Under Brazilian corporation law, any company may create a “statutory” reserve, which reserve must be described in the company´s by-laws. Those by-laws which authorize the allocation of a percentage of a company´s net income to the statutory reserve must also indicate the purpose, the criteria for allocation and the maximum amount of the reserve. Brazilian corporation law provides that all discretionary allocations of “income,” including the unrealized profits reserve and the reserve for investment projects, are subject to approval by the shareholders voting at the general shareholders´ meeting and may be transferred to capital or used for the payment of dividends in subsequent years. The fiscal incentive reserve and the legal reserve are also subject to approval by the shareholders voting at the general shareholders´ meeting and may be transferred to capital or used to absorb losses, but are not available for the payment of dividends in subsequent years.
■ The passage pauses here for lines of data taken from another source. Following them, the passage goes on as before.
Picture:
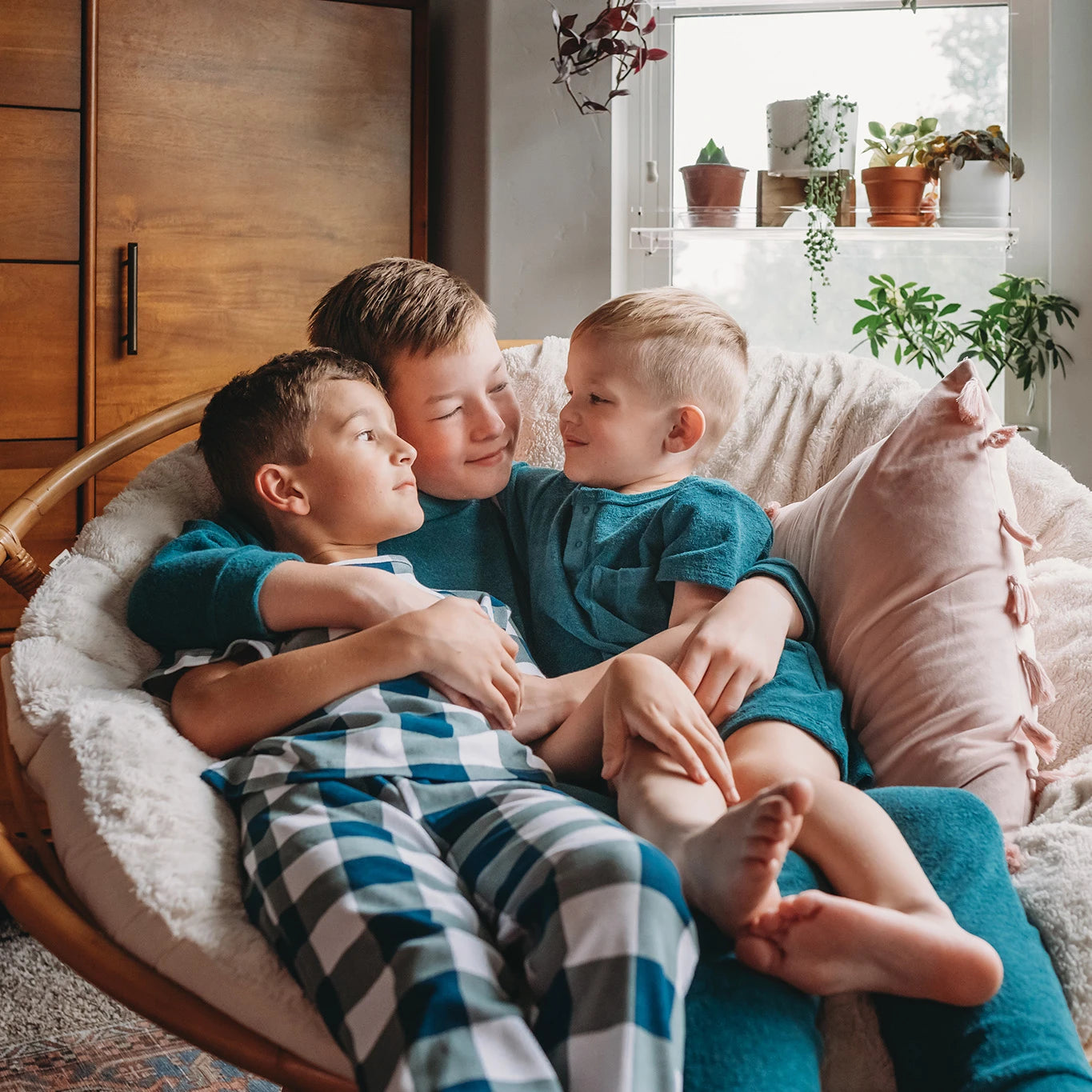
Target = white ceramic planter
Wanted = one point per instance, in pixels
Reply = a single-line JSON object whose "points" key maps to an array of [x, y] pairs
{"points": [[975, 196], [786, 126]]}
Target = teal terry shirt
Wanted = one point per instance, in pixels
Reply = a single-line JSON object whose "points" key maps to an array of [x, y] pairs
{"points": [[604, 564], [201, 589]]}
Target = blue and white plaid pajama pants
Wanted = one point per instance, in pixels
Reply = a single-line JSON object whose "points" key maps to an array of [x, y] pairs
{"points": [[474, 936]]}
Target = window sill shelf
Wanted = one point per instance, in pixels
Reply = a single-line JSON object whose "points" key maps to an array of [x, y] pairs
{"points": [[651, 239]]}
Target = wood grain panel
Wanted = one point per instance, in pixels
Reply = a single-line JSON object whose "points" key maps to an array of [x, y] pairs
{"points": [[257, 153], [39, 54], [57, 529], [39, 354], [39, 185]]}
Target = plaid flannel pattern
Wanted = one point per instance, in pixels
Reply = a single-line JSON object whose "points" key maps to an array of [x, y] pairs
{"points": [[458, 923], [493, 936]]}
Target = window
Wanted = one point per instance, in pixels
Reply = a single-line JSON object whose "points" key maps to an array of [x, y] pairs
{"points": [[726, 63]]}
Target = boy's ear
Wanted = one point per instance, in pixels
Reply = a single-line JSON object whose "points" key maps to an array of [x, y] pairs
{"points": [[687, 430], [278, 487]]}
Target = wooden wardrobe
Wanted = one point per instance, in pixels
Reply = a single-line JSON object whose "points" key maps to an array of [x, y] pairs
{"points": [[246, 153]]}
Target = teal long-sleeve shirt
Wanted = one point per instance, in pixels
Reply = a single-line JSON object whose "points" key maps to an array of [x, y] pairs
{"points": [[201, 589]]}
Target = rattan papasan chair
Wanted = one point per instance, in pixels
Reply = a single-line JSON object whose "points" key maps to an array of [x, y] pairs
{"points": [[139, 890]]}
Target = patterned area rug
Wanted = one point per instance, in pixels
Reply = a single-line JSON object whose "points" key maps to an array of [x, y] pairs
{"points": [[60, 1034], [122, 1058]]}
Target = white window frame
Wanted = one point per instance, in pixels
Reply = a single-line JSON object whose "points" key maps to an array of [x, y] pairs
{"points": [[642, 134]]}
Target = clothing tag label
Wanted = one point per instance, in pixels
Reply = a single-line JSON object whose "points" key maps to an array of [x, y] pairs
{"points": [[62, 558]]}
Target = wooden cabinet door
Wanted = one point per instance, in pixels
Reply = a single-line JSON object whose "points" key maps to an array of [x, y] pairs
{"points": [[256, 153]]}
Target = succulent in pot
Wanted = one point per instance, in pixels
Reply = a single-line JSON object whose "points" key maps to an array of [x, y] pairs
{"points": [[714, 188], [894, 187], [973, 167]]}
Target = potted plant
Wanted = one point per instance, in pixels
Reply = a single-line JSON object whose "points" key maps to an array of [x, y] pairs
{"points": [[1013, 334], [973, 167], [895, 187], [823, 153], [714, 188]]}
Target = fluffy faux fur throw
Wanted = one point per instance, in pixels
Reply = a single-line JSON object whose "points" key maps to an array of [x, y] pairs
{"points": [[153, 851]]}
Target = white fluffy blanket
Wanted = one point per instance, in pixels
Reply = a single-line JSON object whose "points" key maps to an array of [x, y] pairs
{"points": [[153, 851]]}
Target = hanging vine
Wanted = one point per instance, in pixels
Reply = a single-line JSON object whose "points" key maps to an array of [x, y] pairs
{"points": [[825, 189], [616, 32]]}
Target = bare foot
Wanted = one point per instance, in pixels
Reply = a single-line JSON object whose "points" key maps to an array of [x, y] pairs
{"points": [[730, 870], [823, 944]]}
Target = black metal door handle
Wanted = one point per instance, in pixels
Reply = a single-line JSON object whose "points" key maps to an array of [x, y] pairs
{"points": [[129, 263]]}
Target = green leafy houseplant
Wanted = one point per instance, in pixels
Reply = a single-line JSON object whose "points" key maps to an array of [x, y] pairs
{"points": [[714, 188], [1013, 334], [906, 141], [712, 153], [615, 32]]}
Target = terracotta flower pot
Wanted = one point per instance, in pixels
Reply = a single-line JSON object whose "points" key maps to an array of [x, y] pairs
{"points": [[714, 191], [894, 196]]}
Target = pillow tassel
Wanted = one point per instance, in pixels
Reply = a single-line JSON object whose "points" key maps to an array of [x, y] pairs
{"points": [[1001, 436], [1021, 606], [1040, 688], [1014, 858], [1041, 780], [1043, 739], [1017, 532], [972, 403]]}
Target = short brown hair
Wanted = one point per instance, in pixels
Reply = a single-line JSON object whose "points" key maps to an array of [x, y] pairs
{"points": [[394, 306], [686, 350], [263, 416]]}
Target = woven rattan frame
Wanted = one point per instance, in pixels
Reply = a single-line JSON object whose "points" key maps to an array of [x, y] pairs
{"points": [[32, 882]]}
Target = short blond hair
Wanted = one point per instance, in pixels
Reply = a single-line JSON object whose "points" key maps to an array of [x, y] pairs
{"points": [[395, 306], [686, 350]]}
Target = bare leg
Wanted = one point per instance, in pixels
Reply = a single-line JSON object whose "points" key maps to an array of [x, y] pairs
{"points": [[890, 933], [729, 858]]}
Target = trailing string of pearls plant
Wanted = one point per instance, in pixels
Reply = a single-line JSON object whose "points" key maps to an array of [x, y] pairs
{"points": [[825, 188]]}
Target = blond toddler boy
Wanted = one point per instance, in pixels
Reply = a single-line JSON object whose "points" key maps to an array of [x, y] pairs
{"points": [[627, 543]]}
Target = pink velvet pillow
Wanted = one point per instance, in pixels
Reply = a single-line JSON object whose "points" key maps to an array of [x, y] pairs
{"points": [[916, 565]]}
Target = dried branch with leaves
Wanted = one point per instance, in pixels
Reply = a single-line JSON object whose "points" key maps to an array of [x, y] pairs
{"points": [[615, 32]]}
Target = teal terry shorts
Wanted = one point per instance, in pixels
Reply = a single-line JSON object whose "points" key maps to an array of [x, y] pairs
{"points": [[798, 694]]}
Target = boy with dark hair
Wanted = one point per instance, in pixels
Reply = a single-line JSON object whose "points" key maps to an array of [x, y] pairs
{"points": [[455, 920], [220, 581]]}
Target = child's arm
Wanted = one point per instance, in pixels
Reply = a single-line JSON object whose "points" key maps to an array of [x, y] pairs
{"points": [[638, 697], [734, 638], [225, 706], [738, 640], [218, 582]]}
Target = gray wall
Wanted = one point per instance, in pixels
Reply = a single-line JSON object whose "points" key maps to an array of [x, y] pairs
{"points": [[1070, 437], [520, 182]]}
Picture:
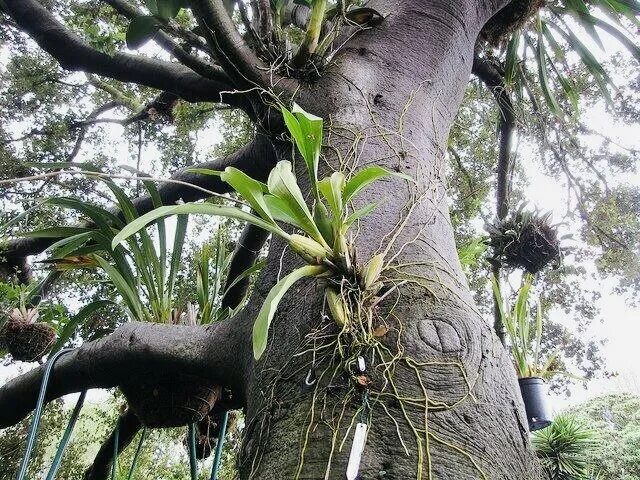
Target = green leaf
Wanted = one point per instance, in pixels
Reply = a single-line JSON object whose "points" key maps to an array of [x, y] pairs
{"points": [[282, 183], [152, 5], [195, 208], [581, 13], [332, 189], [140, 30], [547, 90], [55, 232], [322, 221], [176, 252], [126, 290], [306, 130], [511, 60], [249, 189], [365, 177], [270, 305], [72, 324], [15, 220], [256, 267], [593, 66], [168, 8]]}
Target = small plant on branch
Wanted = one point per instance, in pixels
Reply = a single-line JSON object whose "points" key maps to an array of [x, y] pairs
{"points": [[525, 332], [320, 236], [524, 240], [563, 449], [21, 333]]}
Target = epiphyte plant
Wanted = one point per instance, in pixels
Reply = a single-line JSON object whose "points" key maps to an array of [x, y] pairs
{"points": [[320, 236]]}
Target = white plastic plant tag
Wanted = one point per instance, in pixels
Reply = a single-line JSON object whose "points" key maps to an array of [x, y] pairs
{"points": [[361, 365], [357, 447]]}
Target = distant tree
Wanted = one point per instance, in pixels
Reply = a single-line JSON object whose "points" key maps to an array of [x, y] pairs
{"points": [[388, 78]]}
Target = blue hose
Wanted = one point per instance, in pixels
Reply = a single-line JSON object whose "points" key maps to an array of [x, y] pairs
{"points": [[55, 464], [192, 451], [37, 414], [217, 459]]}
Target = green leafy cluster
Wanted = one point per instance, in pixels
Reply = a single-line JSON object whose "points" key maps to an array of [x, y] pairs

The amounts available for distribution may be further increased by a reversion of the contingency reserve for anticipated losses constituted in prior years but not realized. Allocations to the contingency reserve are also subject to approval by the shareholders voting at the general shareholders meeting. The amounts available for distribution are determined on the basis of our non-consolidated financial statements prepared in accordance with Brazilian GAAP.
The balance for the profit reserve accounts, except for the contingency reserve and unrealized profits reserve, may not exceed the share capital. If this happens, a shareholders´ meeting must resolve whether the excess will be applied to pay in the subscribed and unpaid capital, to increase and pay in the subscribed stock capital or to distribute dividends.
Pursuant to Law No. 10,303, net income unallocated to the accounts mentioned above must be distributed as dividends.